Menurut dia, hubungan kerja dengan hakim karir tidak jarang melahirkan stigma bahwa hakim ad hoc berada di posisi kelas dua dalam sistem peradilan.
Baca Juga: Ledakan Diduga Terjadi di Tambang Emas? Antam Tegaskan Tidak Ada Ledakan, Ini Kata Polisi
“Masih ada anggapan bahwa kami bukan hakim sepenuhnya. Itu berdampak langsung pada rasa keadilan dan kesejahteraan,” ujar Ade di hadapan anggota dewan.
Ia menilai perbedaan status tersebut bukan sekedar administratif, tetapi telah berimbas pada gaji dan tunjangan yang diterima. Padahal, dalam praktiknya, beban dan tanggung jawab hakim ad hoc tidak berbeda dengan hakim pembawa.
Forum Solidaritas Hakim Ad Hoc Indonesia meminta DPR mendorong pemerintah dan Mahkamah Agung untuk meninjau ulang kebijakan penggajian serta skema tunjangan. Penyetaraan dinilai penting untuk menjaga independensi dan martabat.

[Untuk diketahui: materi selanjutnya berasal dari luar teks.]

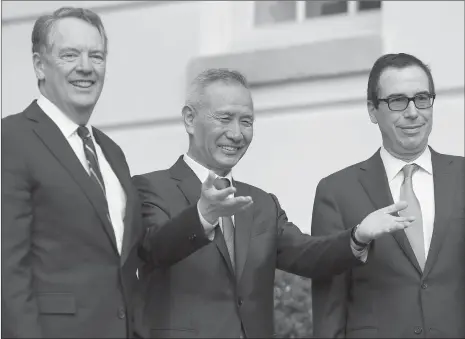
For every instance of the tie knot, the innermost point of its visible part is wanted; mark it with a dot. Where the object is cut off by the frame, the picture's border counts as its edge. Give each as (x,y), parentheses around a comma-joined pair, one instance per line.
(221,183)
(83,132)
(409,170)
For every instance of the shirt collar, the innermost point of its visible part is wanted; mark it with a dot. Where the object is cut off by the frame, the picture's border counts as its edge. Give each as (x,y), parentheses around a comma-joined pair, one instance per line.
(201,171)
(64,123)
(394,165)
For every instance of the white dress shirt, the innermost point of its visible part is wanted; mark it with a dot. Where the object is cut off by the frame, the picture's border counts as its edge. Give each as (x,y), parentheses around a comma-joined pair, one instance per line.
(423,186)
(202,173)
(115,194)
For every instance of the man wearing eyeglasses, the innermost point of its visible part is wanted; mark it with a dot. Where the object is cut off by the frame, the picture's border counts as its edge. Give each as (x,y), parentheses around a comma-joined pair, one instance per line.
(413,284)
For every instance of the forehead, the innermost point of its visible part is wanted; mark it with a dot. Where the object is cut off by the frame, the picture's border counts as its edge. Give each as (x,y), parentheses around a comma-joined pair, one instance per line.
(408,81)
(232,97)
(75,33)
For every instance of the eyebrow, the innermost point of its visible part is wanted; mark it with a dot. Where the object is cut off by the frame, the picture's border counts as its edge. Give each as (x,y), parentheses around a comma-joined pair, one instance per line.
(228,113)
(74,49)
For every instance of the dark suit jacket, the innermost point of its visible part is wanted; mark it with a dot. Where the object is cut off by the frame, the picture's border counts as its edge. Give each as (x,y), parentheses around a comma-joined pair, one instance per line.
(390,296)
(62,275)
(201,296)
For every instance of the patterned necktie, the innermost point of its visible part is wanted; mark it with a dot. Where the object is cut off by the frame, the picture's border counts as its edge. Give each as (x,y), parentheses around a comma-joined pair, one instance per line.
(228,226)
(415,231)
(91,156)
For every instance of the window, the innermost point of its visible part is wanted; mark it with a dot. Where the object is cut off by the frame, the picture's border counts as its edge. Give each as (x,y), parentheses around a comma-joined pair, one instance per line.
(271,12)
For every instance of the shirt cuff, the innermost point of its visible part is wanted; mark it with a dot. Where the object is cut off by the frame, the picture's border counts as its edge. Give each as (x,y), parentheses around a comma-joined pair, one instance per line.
(208,228)
(361,253)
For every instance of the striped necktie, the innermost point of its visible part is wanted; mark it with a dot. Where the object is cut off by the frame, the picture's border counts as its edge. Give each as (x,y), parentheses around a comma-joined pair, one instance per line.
(415,231)
(227,223)
(91,156)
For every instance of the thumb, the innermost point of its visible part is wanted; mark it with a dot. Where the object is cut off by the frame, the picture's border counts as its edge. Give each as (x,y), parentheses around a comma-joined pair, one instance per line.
(398,206)
(208,183)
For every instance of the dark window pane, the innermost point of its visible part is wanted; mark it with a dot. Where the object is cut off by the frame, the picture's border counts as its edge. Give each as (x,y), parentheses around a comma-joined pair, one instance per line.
(368,4)
(268,12)
(325,7)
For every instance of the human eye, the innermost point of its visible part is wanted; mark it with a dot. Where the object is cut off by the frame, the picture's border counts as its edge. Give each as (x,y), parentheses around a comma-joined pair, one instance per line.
(397,100)
(97,58)
(68,56)
(247,122)
(422,97)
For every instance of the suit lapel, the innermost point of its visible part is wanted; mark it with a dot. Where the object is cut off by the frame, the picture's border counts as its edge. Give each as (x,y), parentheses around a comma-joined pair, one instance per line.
(54,140)
(243,222)
(119,169)
(444,190)
(190,186)
(374,181)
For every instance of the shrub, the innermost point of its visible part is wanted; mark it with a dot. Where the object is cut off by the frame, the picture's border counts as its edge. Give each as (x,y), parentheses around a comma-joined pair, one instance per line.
(293,306)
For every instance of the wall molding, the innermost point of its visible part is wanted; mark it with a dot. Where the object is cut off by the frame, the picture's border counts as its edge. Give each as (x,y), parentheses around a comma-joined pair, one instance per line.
(99,8)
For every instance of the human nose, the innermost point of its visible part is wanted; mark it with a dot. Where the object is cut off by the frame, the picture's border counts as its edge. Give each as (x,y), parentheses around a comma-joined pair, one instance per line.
(234,131)
(411,111)
(84,64)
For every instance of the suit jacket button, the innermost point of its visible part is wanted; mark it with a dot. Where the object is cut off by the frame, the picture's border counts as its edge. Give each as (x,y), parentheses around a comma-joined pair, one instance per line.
(121,313)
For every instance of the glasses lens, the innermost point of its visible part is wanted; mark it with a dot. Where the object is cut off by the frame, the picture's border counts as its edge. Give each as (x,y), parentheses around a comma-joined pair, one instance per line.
(423,101)
(398,104)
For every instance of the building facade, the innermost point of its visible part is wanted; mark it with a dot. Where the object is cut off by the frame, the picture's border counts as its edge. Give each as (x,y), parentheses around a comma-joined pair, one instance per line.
(307,63)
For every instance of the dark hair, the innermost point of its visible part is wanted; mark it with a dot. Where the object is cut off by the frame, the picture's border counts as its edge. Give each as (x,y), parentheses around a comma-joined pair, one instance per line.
(43,25)
(400,60)
(196,89)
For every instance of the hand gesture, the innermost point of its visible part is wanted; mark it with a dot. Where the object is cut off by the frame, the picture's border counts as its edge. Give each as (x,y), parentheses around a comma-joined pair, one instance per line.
(384,220)
(215,203)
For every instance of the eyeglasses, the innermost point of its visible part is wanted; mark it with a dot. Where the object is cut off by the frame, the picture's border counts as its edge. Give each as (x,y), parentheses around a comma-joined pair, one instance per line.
(400,103)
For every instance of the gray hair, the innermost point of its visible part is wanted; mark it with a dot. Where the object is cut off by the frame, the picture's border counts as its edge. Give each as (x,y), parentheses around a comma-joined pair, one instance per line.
(43,25)
(195,92)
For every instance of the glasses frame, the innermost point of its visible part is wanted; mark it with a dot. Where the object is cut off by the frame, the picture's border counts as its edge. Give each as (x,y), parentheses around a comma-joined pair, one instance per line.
(387,101)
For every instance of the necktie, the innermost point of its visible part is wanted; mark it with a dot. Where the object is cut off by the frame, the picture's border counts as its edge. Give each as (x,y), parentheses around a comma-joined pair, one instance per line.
(415,231)
(228,226)
(91,156)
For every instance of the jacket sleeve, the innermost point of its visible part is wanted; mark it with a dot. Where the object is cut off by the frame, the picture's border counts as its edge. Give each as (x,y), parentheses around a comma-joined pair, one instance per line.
(20,312)
(329,294)
(168,238)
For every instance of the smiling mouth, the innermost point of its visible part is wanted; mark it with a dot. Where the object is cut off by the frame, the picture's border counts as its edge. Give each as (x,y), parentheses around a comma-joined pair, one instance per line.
(411,129)
(82,83)
(230,149)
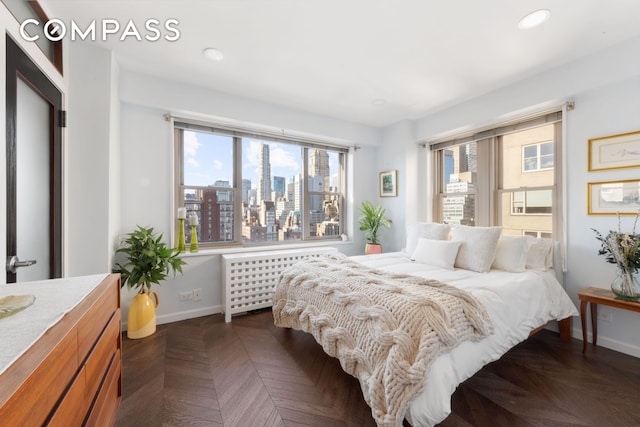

Baca Juga: Eggi Sudjana Buka Alasan Temui Jokowi di Solo, Tegaskan Bukan Minta Maaf
Isu kesejahteraan ini mencuat di tengah rencana aksi penandatanganan sidang yang sebelumnya menyuarakan sejumlah hakim ad hoc sebagai bentuk protes terhadap ketimpangan tersebut.
Komisi III DPR menyatakan akan menampung aspirasi itu dan menjadi bahan pembahasan lanjutan bersama kementerian dan lembaga terkait.